Are employees the answer to the customer experience question?
I was recently challenged to defend this belief and here’s how I answered.
While there is data showing how some industries, like airlines, continue to increase profits while continuing to disappoint customers with surly staff members (who aren’t necessarily being treated well themselves), I still believe the “secret” to any great customer experience is the people who deliver it.
Profits go up in those industries because there is not enough competition or disruption.
Make no mistake. When the challenger comes along, it does take marketshare from the companies who don’t get it. Southwest Airlines, Zappos and Amazon were all the disruptors of their day, and they all focused on delivering exceptional customer service. Companies that figure out how to hire the right people win.
But it starts earlier.
Know what your mission is.
It’s easy to say “we hire the right employees” but how can you measure it? How do you know you’re hiring right if you don’t know truly what you’re hiring for? If a great customer experience is your goal, then you better have a customer experience mission.

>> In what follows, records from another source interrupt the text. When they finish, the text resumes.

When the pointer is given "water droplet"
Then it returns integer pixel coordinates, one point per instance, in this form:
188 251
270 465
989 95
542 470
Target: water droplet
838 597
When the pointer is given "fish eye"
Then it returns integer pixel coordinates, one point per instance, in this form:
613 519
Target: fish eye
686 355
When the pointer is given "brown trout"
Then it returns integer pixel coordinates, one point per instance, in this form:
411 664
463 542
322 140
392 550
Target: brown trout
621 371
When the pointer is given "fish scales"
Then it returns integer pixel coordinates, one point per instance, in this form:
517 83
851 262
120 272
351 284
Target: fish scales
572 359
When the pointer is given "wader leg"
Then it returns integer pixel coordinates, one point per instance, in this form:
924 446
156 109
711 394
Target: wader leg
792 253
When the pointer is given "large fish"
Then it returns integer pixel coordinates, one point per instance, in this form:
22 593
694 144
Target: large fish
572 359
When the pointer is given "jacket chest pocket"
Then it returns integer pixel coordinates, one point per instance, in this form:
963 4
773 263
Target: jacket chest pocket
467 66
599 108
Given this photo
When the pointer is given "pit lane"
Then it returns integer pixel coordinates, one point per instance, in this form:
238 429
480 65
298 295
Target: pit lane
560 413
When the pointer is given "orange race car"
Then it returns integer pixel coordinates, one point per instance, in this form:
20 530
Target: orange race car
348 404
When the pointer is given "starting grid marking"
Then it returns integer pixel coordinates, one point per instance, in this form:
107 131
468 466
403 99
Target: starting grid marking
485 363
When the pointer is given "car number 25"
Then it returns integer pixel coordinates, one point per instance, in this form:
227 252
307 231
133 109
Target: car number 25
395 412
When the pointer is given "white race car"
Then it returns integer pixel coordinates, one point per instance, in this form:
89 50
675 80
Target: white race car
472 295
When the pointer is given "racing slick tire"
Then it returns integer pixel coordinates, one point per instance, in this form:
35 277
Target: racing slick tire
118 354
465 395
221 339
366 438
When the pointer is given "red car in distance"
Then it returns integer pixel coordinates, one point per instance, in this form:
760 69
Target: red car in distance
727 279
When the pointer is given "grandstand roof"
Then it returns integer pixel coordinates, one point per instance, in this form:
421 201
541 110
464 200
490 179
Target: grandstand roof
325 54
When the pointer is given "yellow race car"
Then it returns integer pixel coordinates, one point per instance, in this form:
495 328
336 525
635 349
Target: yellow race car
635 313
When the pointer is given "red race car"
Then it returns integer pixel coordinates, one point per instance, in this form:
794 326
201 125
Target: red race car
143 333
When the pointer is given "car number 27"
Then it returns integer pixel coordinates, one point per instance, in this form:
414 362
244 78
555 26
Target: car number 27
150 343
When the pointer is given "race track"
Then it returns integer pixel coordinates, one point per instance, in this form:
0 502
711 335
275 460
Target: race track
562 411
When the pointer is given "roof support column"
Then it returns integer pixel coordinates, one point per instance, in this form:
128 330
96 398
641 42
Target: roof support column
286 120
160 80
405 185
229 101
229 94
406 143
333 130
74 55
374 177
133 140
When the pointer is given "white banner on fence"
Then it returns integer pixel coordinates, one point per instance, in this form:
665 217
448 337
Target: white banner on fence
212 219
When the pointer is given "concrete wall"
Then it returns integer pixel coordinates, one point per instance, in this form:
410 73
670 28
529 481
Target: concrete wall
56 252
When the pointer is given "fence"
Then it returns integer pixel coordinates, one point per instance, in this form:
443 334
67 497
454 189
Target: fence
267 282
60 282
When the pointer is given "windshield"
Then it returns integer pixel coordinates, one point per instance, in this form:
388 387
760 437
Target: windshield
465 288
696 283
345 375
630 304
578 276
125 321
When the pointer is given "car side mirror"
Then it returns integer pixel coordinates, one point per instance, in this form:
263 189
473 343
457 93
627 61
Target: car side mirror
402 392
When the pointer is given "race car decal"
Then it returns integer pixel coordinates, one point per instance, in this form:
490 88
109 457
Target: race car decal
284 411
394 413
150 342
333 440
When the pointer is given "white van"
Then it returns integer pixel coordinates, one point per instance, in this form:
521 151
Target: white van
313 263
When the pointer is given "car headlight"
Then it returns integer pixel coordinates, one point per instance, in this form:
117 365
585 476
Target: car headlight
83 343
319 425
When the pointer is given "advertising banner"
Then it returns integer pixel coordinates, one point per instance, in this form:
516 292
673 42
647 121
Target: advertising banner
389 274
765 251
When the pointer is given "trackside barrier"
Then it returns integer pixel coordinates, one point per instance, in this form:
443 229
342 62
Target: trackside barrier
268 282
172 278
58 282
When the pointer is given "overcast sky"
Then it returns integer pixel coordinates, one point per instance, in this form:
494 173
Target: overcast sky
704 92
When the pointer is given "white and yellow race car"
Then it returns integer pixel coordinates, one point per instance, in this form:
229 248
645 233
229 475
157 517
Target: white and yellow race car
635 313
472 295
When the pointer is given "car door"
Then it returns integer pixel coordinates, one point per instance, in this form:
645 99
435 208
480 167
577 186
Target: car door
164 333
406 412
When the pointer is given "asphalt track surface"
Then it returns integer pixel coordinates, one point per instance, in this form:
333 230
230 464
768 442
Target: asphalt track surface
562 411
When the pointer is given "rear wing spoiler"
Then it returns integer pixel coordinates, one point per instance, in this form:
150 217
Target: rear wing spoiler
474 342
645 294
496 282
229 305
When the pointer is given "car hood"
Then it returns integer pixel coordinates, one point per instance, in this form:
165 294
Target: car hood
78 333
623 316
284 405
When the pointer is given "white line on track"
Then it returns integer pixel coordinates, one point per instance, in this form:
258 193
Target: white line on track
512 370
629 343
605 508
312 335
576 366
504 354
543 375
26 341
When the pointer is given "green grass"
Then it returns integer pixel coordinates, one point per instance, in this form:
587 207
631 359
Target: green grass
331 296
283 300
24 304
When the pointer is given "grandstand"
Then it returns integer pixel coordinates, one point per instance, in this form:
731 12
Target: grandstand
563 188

If a candidate says they can deliver on skills but falls short on mission, then it’s time to find another candidate.
When it comes to training those who already work with you, you need a mission for that, too. Otherwise, bad people for your organization can hide behind competence. Training to objective accomplishments sounds great, but in reality we need humans who can handle other humans. This means we need to understand how to handle sticky situations that aren’t in the manual. The only way to do that is to know what the mission is.
If people understand what they should do, great. If people understand why they should do it, better.
Scale to fit.
As organizations grow, the mission and hiring to it becomes even more critical.

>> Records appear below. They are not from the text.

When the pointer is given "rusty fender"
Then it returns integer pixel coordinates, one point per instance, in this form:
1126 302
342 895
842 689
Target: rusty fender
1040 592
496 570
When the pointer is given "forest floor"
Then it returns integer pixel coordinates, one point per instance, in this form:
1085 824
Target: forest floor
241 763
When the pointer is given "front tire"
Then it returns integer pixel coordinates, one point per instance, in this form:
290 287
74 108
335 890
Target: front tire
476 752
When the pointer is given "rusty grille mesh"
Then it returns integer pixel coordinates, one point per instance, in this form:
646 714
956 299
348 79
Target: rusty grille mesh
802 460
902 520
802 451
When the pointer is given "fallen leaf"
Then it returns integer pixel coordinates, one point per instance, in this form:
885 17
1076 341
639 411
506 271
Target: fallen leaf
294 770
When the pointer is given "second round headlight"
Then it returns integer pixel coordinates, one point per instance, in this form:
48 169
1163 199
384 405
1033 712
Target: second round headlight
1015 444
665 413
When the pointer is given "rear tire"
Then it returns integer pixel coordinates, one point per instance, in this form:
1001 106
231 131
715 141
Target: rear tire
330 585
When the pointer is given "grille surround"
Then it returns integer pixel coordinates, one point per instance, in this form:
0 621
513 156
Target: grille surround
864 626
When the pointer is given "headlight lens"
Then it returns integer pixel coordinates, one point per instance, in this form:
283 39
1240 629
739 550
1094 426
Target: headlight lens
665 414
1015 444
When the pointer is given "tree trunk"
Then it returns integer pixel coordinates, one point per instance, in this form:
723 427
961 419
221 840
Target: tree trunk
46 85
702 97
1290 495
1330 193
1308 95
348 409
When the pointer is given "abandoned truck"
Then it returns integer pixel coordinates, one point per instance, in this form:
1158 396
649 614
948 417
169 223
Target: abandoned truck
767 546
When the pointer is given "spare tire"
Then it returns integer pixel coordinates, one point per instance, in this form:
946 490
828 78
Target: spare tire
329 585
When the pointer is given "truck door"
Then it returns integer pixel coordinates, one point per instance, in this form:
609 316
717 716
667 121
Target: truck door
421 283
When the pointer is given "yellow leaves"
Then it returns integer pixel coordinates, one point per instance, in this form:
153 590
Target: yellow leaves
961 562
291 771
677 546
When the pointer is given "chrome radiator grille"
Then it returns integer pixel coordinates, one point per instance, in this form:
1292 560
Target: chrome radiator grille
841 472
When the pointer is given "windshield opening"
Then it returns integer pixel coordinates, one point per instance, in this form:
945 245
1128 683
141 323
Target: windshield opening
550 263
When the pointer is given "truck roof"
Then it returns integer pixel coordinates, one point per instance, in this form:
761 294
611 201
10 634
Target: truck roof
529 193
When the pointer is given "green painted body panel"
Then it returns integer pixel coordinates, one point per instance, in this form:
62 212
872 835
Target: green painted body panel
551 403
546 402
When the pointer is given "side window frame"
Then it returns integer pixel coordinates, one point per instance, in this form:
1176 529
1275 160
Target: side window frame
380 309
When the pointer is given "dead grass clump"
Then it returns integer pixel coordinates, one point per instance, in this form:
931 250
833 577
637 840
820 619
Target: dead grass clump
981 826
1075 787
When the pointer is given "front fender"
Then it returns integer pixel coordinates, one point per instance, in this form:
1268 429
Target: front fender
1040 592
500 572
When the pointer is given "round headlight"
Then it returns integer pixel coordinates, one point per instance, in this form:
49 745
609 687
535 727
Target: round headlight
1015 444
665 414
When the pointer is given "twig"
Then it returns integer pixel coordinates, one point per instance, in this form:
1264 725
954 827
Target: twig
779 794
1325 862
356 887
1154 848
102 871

Google often comes under fire for taking actions not representative of their well-known corporate motto of “Don’t be evil.” As Google grew and grew, they took this motto to be a mission of sorts, even including it in their founder’s letter for their IPO.
The company has changed course after criticism of actions not fitting this motto, including blocking search results in China. Really this is about taking action based on who they are, not necessarily what they do. The leaders know this is a long-term strategy and they might miss out on short-term gains. Getting the right people involved who can innovate and support these ideals trumps hiring based on resume credentials.

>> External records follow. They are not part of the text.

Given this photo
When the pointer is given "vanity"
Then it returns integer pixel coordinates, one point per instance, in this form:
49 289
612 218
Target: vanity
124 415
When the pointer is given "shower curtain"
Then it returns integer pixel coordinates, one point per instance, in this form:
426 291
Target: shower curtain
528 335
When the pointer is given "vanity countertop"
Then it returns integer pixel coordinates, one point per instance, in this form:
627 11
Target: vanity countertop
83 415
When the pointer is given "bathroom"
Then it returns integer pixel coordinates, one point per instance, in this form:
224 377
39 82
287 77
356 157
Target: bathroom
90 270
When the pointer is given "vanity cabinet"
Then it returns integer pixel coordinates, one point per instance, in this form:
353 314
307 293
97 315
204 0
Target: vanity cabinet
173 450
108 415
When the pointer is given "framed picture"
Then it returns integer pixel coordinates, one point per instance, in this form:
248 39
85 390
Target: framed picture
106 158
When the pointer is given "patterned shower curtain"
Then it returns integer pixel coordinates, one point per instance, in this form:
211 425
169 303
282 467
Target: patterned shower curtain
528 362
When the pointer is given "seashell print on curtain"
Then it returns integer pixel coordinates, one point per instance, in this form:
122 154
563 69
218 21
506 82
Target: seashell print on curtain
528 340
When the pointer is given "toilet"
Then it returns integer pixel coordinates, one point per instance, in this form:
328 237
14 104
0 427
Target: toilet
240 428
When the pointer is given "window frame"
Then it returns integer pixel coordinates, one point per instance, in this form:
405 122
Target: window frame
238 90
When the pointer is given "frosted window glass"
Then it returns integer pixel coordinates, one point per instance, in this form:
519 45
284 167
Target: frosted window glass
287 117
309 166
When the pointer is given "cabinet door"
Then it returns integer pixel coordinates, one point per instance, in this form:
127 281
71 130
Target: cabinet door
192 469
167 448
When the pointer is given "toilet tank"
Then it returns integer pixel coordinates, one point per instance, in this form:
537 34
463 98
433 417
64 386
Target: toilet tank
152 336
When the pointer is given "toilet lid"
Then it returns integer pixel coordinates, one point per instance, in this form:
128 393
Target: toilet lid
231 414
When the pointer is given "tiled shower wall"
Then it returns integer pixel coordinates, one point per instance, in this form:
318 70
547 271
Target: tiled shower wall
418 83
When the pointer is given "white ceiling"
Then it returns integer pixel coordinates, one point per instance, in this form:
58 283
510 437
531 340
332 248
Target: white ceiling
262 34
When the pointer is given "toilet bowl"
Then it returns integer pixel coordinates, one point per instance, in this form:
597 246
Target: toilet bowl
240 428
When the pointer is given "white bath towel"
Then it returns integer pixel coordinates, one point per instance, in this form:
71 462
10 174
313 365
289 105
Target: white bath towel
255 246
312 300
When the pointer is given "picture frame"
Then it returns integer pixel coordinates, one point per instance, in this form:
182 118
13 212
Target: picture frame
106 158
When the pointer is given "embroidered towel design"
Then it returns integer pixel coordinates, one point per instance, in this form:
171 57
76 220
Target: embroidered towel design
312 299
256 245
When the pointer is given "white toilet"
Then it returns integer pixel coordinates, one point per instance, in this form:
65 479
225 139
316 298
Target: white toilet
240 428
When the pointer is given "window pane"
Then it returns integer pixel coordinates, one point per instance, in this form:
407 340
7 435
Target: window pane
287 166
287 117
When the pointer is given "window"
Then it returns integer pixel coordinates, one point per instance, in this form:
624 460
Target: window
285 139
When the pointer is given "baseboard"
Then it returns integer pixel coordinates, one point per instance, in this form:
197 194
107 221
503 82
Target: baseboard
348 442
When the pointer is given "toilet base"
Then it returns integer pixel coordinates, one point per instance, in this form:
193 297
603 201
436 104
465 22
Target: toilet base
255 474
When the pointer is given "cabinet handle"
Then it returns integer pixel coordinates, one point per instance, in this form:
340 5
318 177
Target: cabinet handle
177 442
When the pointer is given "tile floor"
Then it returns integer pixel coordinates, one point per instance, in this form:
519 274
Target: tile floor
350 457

Now that Google is a juggernaut, it’s easy to criticize certain actions and say they aren’t living up to these ideals, but I’d argue that on the whole, they are.
When China’s government attempted to block Google results for politically sensitive topics, Google China redirected users to Google’s Hong Kong results. China recently blocked Google completely and appears to be shutting down the service for millions of users. The way Google attempted to release free information is about the users, not the government, and their motto stays true to that.
There are so many tricky situations we simply can’t anticipate when we develop interview questions or write training manuals. Finding who you are and the people who live those ideals is the best way to truly deliver on a superior customer experience.